Moment Termijn Rechtsgevolg na verjaring
Opleggen (navorderings)aanslag 3, 5 of 12 jaar vanaf belastingjaar Belastingaanslag mag niet meer worden vastgesteld
Invordering van een aanslag 5 jaar vanaf dag ná vervaldatum (behoudens stuiting) Belasting mag niet meer worden geïnd

Please note: the recovery period only applies if the assessment has been imposed in time. Without a legally valid assessment, no recoverable debt occurs.

What does a statute of limitations mean in practice?

When a limitation period has expired, the tax authorities lose the right to act:

  • After tax limitation period (recovery) assessment may no longer be imposed.
  • After the recovery period, an assessment that has already been imposed may no longer be collected.

The tax debt still legally exists as a so-called natural obligation. This means that you can still pay voluntarily, but you cannot claim that payment back as “unnecessary”.

Why are there statutes of limitations?

Limitation periods serve the principle of legal certainty: citizens and companies must know where they stand within a reasonable period of time. The government may levy and collect taxes, but it must do so within the limits of time and care. Waiting too long means losing powers.

Lastly

The distinction between taxation and collection is crucial. A tax assessment that is imposed on time can still become time-barred if the tax authorities do not take timely recovery measures. The other way around: once the tax period has expired, there can be no further assessment, regardless of subsequent recovery efforts.

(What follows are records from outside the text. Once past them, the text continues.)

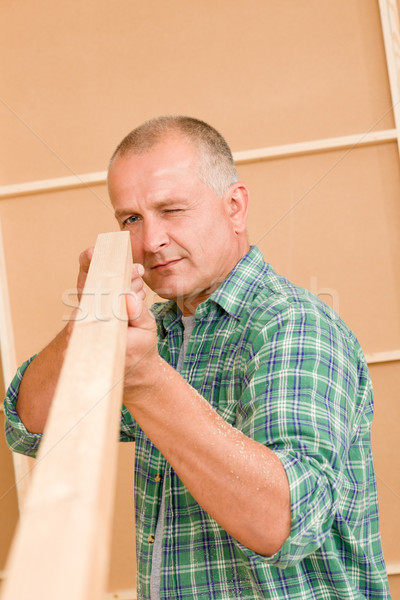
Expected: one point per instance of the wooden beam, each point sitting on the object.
(62, 542)
(391, 38)
(22, 464)
(241, 157)
(324, 145)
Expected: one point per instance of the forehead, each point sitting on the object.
(172, 159)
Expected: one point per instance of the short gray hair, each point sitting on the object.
(216, 166)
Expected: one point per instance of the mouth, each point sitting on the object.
(165, 265)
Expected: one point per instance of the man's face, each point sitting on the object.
(181, 231)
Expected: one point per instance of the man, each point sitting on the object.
(253, 467)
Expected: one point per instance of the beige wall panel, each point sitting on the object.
(385, 443)
(8, 496)
(43, 237)
(394, 585)
(78, 75)
(331, 221)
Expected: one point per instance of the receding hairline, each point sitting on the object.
(216, 166)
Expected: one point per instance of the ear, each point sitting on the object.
(238, 204)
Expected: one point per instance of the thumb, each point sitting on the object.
(137, 312)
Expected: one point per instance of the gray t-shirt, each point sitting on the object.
(188, 325)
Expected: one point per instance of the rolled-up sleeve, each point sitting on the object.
(19, 439)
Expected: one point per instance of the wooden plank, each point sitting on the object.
(62, 543)
(22, 464)
(243, 156)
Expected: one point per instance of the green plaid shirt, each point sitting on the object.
(279, 365)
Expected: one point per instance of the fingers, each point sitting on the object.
(138, 314)
(84, 263)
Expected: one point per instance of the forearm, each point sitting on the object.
(239, 482)
(39, 383)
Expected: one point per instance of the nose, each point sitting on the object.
(155, 236)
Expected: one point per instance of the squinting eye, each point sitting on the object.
(129, 220)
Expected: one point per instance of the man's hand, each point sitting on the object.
(84, 263)
(141, 350)
(142, 358)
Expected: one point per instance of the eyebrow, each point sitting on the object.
(119, 214)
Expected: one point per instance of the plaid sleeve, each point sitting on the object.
(300, 401)
(20, 440)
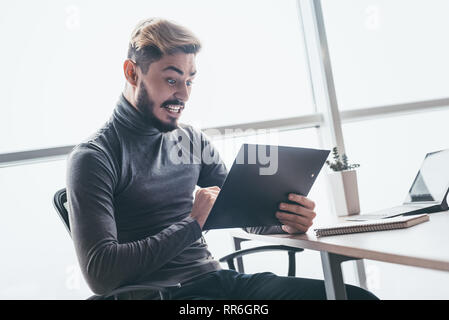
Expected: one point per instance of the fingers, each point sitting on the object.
(298, 210)
(294, 223)
(306, 202)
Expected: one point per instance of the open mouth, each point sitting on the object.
(173, 108)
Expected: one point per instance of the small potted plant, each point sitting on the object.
(343, 181)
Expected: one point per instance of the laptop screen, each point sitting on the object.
(432, 181)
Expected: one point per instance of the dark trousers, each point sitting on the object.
(231, 285)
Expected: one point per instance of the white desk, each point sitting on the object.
(423, 245)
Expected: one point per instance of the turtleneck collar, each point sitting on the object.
(132, 119)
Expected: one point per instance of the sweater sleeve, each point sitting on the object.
(105, 263)
(213, 170)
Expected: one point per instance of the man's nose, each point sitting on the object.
(182, 93)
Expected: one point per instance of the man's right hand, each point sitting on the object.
(204, 200)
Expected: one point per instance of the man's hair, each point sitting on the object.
(153, 38)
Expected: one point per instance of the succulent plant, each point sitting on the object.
(340, 163)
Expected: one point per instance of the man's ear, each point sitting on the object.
(130, 70)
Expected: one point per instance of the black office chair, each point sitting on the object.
(60, 202)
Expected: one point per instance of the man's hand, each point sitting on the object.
(204, 200)
(299, 217)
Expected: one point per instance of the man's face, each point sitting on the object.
(165, 88)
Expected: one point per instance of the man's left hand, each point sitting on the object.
(299, 217)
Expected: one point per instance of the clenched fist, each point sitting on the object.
(204, 200)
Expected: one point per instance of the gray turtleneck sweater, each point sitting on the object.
(130, 193)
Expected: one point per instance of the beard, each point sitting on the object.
(146, 106)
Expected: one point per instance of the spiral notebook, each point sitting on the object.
(373, 225)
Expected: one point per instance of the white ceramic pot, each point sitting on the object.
(345, 192)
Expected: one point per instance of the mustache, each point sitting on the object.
(173, 102)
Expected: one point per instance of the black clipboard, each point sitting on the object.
(251, 193)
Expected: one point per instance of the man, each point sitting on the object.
(132, 211)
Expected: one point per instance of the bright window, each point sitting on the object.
(388, 52)
(62, 64)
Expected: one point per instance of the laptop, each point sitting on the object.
(426, 195)
(260, 178)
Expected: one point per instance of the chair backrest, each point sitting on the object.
(59, 202)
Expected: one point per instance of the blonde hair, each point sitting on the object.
(152, 38)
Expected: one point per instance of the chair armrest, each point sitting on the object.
(229, 259)
(160, 287)
(240, 253)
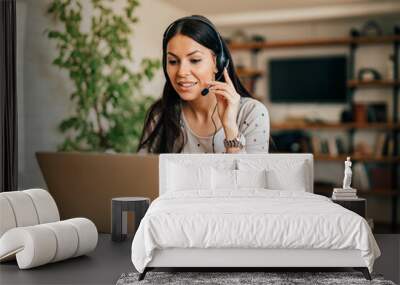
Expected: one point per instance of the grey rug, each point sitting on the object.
(229, 278)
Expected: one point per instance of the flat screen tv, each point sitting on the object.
(308, 79)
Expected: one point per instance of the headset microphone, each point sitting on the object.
(206, 90)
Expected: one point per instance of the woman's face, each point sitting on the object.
(189, 66)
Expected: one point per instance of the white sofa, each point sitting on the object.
(31, 230)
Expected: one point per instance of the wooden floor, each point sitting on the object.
(110, 260)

Are you unsure whether the tax authorities can recover in your specific case or whether a debt may be time-barred? Be sure to contact one of our advisors.

Documentation used

1 Article 11 of the General Act on State Taxes

2 For more information about the recovery assessment, read our article

3 Article 16 of the General Act on State Taxes

4 Article 16 of the General Act on State Taxes

5 Articles 4:104 and 4:105 General Administrative Law Act

6 Article 27 of the Recovery Act 1990

Geschreven door:

Richard Bierlaagh

Tax Partner

Richard has been active in the tax world for over 10 years. With experience at Big Four offices and active as an author.

Lees meer
Geschreven door:

Richard Bierlaagh

Tax Partner

Richard has been active in the tax world for over 10 years. With experience at Big Four offices and active as an author.